Me time

Date: April 14, 2013

Distance: 9.93 miles (I know, I should have gone the few extra yards to make it an even ten).

Time: 1:57:53


me time

from Google images

It’s been so long since I’ve run, I’m surprised I could find my running shoes.

My week-long vacation in Hawaii put me in the “be lazy and enjoy the food and drinks” mindset that most vacations tend to do. And then, unfortunately, I was hit with a pretty bad cold right when I got back home which forced me to put off my runs and yoga sessions even further.

I’ll also admit that the past few days I felt well enough to resume my workouts but lacked motivation. “It’s too cold.” “It’s too dark.” “I’m too busy.” “I really need to (fill in blank) instead.” You get the idea.

Yesterday, I paid the price.

I was hit with a migraine headache–only the fifth or sixth one I’ve ever had–and I’m sure it was triggered by the fact that I haven’t been exercising and I decided it would be a good idea to eat three sugar-laden donuts.

Wake up call.

Put simply, I was reminded that I feel great when I am eating well and exercising regularly; I feel like crap when I don’t.

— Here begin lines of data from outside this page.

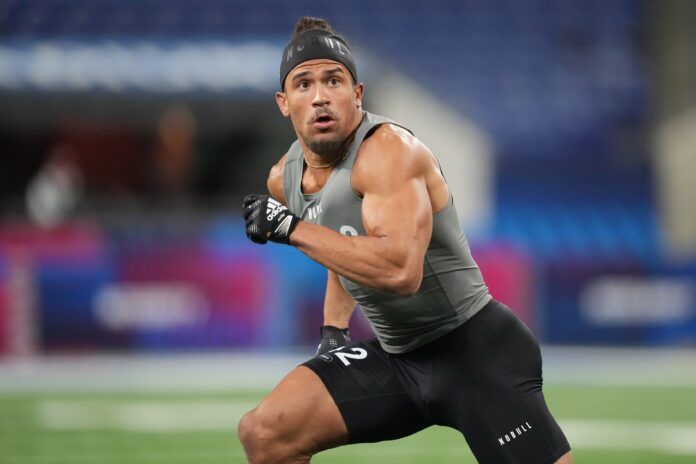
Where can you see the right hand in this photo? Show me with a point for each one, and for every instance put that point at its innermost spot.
(332, 338)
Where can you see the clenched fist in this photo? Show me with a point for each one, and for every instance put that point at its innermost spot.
(266, 219)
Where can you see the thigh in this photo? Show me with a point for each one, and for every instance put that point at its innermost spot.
(489, 387)
(364, 387)
(299, 413)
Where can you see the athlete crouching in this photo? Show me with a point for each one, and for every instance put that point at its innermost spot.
(361, 195)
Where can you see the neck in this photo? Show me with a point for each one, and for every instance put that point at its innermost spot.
(316, 161)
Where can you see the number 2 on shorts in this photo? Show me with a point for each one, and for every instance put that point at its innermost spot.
(358, 353)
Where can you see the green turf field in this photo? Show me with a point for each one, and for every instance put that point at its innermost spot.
(605, 425)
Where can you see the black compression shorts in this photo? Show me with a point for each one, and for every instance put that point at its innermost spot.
(483, 379)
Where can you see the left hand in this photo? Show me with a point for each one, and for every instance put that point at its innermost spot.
(266, 219)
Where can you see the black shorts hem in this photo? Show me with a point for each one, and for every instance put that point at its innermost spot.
(557, 454)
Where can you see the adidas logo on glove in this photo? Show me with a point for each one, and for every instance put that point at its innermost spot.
(273, 208)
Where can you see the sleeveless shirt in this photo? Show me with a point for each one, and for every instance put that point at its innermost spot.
(452, 289)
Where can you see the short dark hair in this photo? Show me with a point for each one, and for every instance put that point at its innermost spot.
(306, 23)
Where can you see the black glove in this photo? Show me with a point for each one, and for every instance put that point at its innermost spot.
(332, 338)
(266, 219)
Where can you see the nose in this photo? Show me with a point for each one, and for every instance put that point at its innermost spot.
(321, 97)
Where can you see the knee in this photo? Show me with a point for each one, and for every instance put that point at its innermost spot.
(254, 436)
(263, 443)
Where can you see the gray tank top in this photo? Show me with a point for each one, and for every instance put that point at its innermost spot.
(452, 290)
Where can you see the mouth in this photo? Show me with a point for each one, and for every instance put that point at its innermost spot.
(323, 121)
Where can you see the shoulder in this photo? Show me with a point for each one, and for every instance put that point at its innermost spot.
(390, 149)
(275, 180)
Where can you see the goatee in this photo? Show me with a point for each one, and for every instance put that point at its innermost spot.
(327, 148)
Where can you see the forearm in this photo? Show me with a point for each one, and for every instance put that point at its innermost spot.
(373, 261)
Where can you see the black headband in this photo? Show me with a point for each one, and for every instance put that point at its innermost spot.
(316, 44)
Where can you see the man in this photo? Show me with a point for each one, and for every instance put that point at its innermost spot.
(361, 195)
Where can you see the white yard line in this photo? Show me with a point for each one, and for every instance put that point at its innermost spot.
(156, 417)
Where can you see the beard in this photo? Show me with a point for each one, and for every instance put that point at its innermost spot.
(326, 148)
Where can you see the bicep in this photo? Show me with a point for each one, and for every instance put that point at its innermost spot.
(399, 208)
(275, 181)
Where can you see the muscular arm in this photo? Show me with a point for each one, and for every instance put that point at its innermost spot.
(397, 215)
(338, 305)
(275, 181)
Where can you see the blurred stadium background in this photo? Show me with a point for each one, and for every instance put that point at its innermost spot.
(136, 322)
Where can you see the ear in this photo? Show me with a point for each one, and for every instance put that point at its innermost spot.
(359, 90)
(282, 101)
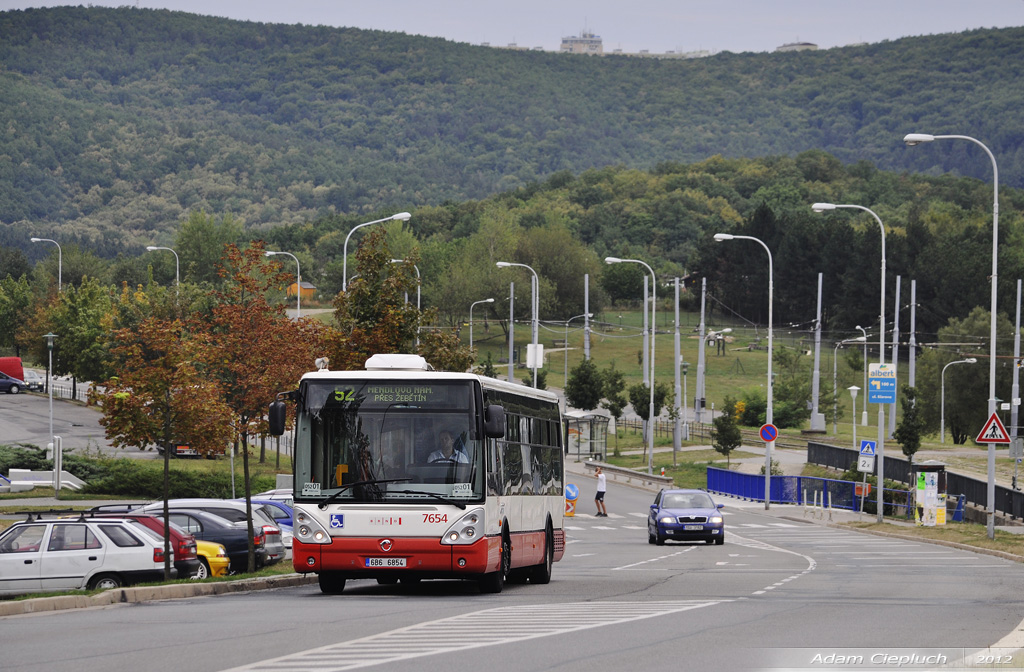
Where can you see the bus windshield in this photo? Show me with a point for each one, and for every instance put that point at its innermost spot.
(388, 441)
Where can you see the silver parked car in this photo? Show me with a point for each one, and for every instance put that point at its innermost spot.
(39, 555)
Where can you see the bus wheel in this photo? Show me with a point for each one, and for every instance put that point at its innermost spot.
(541, 574)
(331, 583)
(495, 582)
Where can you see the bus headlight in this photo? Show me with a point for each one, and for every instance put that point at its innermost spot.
(308, 531)
(466, 530)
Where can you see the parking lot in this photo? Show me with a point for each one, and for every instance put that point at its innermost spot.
(25, 418)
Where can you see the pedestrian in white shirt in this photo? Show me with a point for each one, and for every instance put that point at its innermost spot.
(602, 486)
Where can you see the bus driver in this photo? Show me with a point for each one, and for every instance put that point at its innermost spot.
(448, 451)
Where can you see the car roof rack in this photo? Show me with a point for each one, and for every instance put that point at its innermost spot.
(52, 514)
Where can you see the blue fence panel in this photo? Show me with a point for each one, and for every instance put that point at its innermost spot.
(784, 490)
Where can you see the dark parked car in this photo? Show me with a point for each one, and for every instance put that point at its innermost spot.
(685, 515)
(10, 385)
(233, 536)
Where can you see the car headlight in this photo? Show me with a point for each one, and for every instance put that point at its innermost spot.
(467, 530)
(309, 531)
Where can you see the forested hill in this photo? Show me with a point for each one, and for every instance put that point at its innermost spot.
(117, 122)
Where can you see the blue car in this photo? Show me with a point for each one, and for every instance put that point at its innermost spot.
(280, 511)
(685, 515)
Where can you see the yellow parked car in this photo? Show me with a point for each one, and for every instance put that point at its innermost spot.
(212, 559)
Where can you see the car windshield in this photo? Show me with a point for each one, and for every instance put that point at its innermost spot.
(374, 441)
(687, 501)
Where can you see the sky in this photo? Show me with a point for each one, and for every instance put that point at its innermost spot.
(656, 26)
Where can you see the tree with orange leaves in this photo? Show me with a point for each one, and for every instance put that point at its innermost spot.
(259, 350)
(164, 395)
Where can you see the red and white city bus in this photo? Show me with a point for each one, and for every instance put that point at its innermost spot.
(403, 473)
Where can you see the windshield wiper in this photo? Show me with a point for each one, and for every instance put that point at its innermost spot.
(323, 505)
(439, 498)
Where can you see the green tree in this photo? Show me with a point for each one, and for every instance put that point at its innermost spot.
(200, 245)
(725, 435)
(15, 306)
(908, 430)
(584, 389)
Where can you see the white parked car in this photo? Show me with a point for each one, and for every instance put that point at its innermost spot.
(40, 555)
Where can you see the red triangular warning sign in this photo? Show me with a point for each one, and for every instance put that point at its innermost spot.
(993, 431)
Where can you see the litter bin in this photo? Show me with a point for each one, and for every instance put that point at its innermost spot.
(571, 495)
(930, 494)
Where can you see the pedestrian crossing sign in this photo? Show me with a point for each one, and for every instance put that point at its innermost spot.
(993, 431)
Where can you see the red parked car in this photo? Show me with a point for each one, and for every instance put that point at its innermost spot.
(182, 543)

Just two days ago, I was talking with someone who shared with me that her doctor has told her she needs to lose weight and has instructed her to start exercising. While she acknowledged that would be a good idea, she said, “I’m just really busy and when I have to choose between exercise or ‘me time,’ I choose ‘me time.'”

Her comment sounded so odd to me because, to me, exercise IS “me time.” Going out for a run or attending a 90-minute yoga class often feels like an indulgence to me. It’s time when no one bothers me and when I am forced only to focus and breathe. Sure, I also know that exercising is good for me and I know it’s something I should do, but I also get so much reward from it. When I’m running or in a yoga class, I can’t do laundry, wash dishes, check email, pay bills, or whatever other mundane chores fill my daily life.

It’s all about mindset. If we look at exercising as a chore, we often avoid it. If we look at exercise as medicinal and therapeutic, we would find more reasons to fit it into our daily life.

I know, for me, running and yoga are my therapy and my medication. It’s not selfish for me to take the time to exercise–it’s absolutely essential to my well-being.